Alors que domine jusqu’au xviiie siècle en Europe l’idée qu’il faut accepter stoïquement toute grossesse, le contrôle des naissances se généralise à partir du xixe siècle et devient progressivement une pratique répandue, en dépit de l’opposition de l’Église et des responsables politiques. Celui-ci apparaît en effet comme un moyen d’ascension sociale, puis, à partir des années 1960, de manière croissante, comme un instrument de liberté. Les politiques, après avoir longtemps condamné cette évolution, finissent par s’y adapter, y contribuant par la libéralisation de la contraception.

En France, le taux de natalité passe, de 1900 à 2020, de 22,7 enfants pour 1000 femmes à 10,7, le taux de fécondité passant dans la même période de 2,80 à 1,80, etc. etc.

La baisse de la natalité résulte de divers facteurs (développement, progrès dans l’éducation des femmes en particulier, information sur les moyens contraceptifs féminins et masculins…) contribuant à un changement des mentalités qui s’émancipent de l’emprise d’habitudes liées le plus souvent à des idéologies traditionnelles, religieuses en particulier.

Dans ce genre de changements, le rôle du politique peut être déterminant, comme le montre aussi par exemple la lutte contre l’excision qui, partie de prises de conscience et de revendications de la base, a été relayée en de nombreux pays par des décisions politiques fortes, en dépit des résistances ancrées dans les traditions et les cultures.

Il n’y a donc aucune raison pour que la question démographique échappe à tout contrôle possible « d’en haut », comme M. Giraud essaye de nous le faire croire, de façon d’ailleurs tout à fait paradoxale quand on constate les efforts acharnés du pape, son mentor, lorsqu’il cherche lui-même à « commander d’en haut » « l’explosion démographique » dont il rêve et à laquelle il incite les italiens.

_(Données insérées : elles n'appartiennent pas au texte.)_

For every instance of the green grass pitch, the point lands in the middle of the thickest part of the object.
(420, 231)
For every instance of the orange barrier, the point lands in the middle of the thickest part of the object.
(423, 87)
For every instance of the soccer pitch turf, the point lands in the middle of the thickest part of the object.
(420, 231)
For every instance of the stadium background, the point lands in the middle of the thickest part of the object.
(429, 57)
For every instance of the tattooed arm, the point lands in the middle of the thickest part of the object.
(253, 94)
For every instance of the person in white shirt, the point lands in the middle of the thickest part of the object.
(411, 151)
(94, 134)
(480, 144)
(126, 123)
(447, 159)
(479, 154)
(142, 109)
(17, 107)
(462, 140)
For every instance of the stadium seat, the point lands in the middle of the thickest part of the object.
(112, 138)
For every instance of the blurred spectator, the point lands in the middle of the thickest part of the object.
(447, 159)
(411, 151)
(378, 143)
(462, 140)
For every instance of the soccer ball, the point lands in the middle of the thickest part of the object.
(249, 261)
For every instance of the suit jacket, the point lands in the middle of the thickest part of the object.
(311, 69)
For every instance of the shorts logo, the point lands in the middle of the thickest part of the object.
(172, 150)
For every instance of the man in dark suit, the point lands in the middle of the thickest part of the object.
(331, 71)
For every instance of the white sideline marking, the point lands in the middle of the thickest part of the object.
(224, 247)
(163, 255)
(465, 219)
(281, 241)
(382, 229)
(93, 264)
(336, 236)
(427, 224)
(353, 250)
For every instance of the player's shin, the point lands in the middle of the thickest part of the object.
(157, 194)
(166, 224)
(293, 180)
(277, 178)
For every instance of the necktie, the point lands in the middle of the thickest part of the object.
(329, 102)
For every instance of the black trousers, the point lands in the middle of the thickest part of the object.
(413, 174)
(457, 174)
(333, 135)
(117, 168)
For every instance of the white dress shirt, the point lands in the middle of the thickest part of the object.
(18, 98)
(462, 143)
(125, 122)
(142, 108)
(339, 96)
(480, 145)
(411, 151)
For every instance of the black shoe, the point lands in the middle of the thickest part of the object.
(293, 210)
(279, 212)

L’attitude du politique et des instances – traditionnelles, religieuses, etc. – qui influent sur l’opinion peut donc jouer un rôle essentiel dans les orientations démographiques.

Laisser penser que ces dernières pourraient y échapper revient à consacrer le statu quo, en l’occurrence la dérive qu’on veut nous faire croire inéluctable vers un monde à 10 milliards d’habitants dans un futur proche.

Dérive qui, outre qu’elle sert les intérêts idéologiques bien ambigus de religions incapables de mettre en question un dogmatisme nataliste anachronique et d’ores et déjà funeste, fait le jeu d’économies cultivant le mythe de la croissance.

Car si la Chine en particulier renonce à une limitation des naissances, ce n’est pas à cause de l’impossibilité de celle-ci – on verra plus bas qu’elle peut avoir une efficacité tout-à-fait avérée lorsqu’elle est appliquée de façon intelligente – mais avant tout pour des raisons économiques, pour fournir la main d’œuvre nécessaire au maintien d’une croissance qui assure son statut d’usine du monde ainsi que sa position dominante dans la géopolitique de l’Extrême Orient et du monde. Nécessités qui exigent une puissance démographique forte et une augmentation du nombre des consommateurs qu’elle veut séduire.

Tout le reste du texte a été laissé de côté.